At the moment I am trying to write new nodes for GeometryNodes.
My tasks are to write a node that will accept only the Armature Type. (I think this is not a problem, I have already written some node that checks whether it is armature).
But I ran into a problem, and I do not really see any documentation about it.
Let’s imagine that there is armature - it has bones.
I want to create dynamic outputs from the node with the name of each bone from the armature.
You have to choose, or armature input socket or dynamic output sockets. And still quite hard to implement for beginner and not sure this is mean to be commited into blender so this is right place to discuse this.
For a node that dynamically adds sockets you could check out the Index Switch node:
However, the design as described doesn’t work very well, because the Object is itself a runtime value. At the time when the node sockets are defined the actual object is unknown, so you can’t actually tell what (if any) bones it has and which sockets would need to be added. The node can be evaluated in different context with a different armature.
If you make the armature object a fixed property of the node itself you could get the actual pointer in the node_declare function - but then it cannot be a socket and the node is not a re-usable building block any more. It gets tied to one specific object and users would have to change the setting inside the node tree.
The above aside, I’m also not sure its a usable/workable design option. I mean the Armature could easily have 100’s of bones. Remember, not only are the deform bones actual bones, but so are all the animation control bones, so average human character, 1000+ bones, easy.
Just the fingers/thumb would be 15 deform bones, likely double for FK/IK/Tweak control bones, then add the rest of the hand, then double again for other hand, I think you get the picture.
A massive long Armature node.
What you’d need is some sort of method/nodes to select/extract the bones or bone chain that you then want the rest of the node tree to work on.
But now of course we are starting to talk about a whole rigging nodes system and the dev’s aren’t up to that stage yet.
Since I have a rather small understanding of writing nodes, by default I will output the vector-position of the bone (To begin with). I think I will somehow select the bone in the menu.
Yeah. Probably good idea. I trying to understand how to get pointer of Armature. In python it was pretty easy. In C++ there almost no documentation about it. If you can send some link - would be great.
You will likely need to make changes in source/blender/nodes/intern/geometry_nodes_dependencies.cc and source/blender/modifiers/intern/MOD_nodes.cc.
Basically you need to add a dependency graph relation, so that Blender knows to update the geometry nodes when the armature is modified. update_depsgraph in MOD_armature.cc shows how to add such relations.
Simplest would be to start with adding a DEG_OB_COMP_EVAL_POSE relation for the whole pose, and then maybe later refine it so it’s only for the individual bones.
Hell yeah! Its working. Im not sure if its optimized (probably not, need to code review).
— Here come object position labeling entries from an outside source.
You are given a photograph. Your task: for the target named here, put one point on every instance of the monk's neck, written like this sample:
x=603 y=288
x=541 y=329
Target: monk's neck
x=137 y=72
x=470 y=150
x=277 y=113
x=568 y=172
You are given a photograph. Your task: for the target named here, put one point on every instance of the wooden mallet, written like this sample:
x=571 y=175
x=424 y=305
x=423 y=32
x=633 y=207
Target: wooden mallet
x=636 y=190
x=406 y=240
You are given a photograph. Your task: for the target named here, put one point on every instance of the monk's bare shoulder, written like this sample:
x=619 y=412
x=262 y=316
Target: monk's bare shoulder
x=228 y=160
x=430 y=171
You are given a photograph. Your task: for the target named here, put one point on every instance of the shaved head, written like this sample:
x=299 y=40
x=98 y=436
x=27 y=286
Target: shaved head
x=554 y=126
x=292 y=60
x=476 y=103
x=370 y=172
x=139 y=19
But! yeah! I did changes with source/blender/nodes/intern/geometry_nodes_dependencies.cc
and source/blender/modifiers/intern/MOD_nodes.cc.
Basically what I did:
I added few function to dependecies.cc
static void add_object_socket_pose_dependency(const bNodeSocket &socket,
GeometryNodesEvalDependencies &deps)
{
if (socket.is_input()) {
if (socket.is_logically_linked()) {
return;
}
}
if (socket.type == SOCK_OBJECT) {
if (Object *object = static_cast<bNodeSocketValueObject *>(socket.default_value)->value) {
if (object->type == OB_ARMATURE) {
deps.add_object(object);
int session_uid = object->id.session_uid;
if (deps.objects_info.contains(session_uid)) {
auto &info = deps.objects_info.lookup(session_uid);
info.armature_pose = true;
}
}
}
}
}
static void add_armature_pose_dependencies(const bNodeTree &tree,
GeometryNodesEvalDependencies &deps)
{
for (const bNode *node : tree.nodes_by_type("GeometryNodeArmatureInfo")) {
if (node->is_muted()) {
continue;
}
for (const bNodeSocket *socket : node->input_sockets()) {
if (STREQ(socket->name, "Object")) {
add_object_socket_pose_dependency(*socket, deps);
break;
}
}
}
}
and some changes to MOD_nodes.cc
if (object.type == OB_ARMATURE) {
if (info.armature_pose) {
DEG_add_object_relation(ctx->node, &object, DEG_OB_COMP_EVAL_POSE, "Nodes Modifier");
}
}
}
Thank you very much! Also, the code on half done with ChatGPT (Yeah im suck in C++, but started to understand how it works) now i can add more nodes, and make more optimized stuff.
Also, here is example:
The main good thing - I understand how it works finally.
Use Parent - bool value. When the parameter is enabled, the position of the bone is taken taking into account the parent. When disabled, the position is taken without taking into account the parent, if the bone as a whole would not have a parent.
Local Axis - bool value. If disabled, the world orientation of the bone is taken. If enabled, the local orientation of the bone is taken.
This looks super cool !
Do you think a transform matrix could be outputed to be alligned with the object info ? I’m guessing that a lot of easy operations would be done only using the transform information.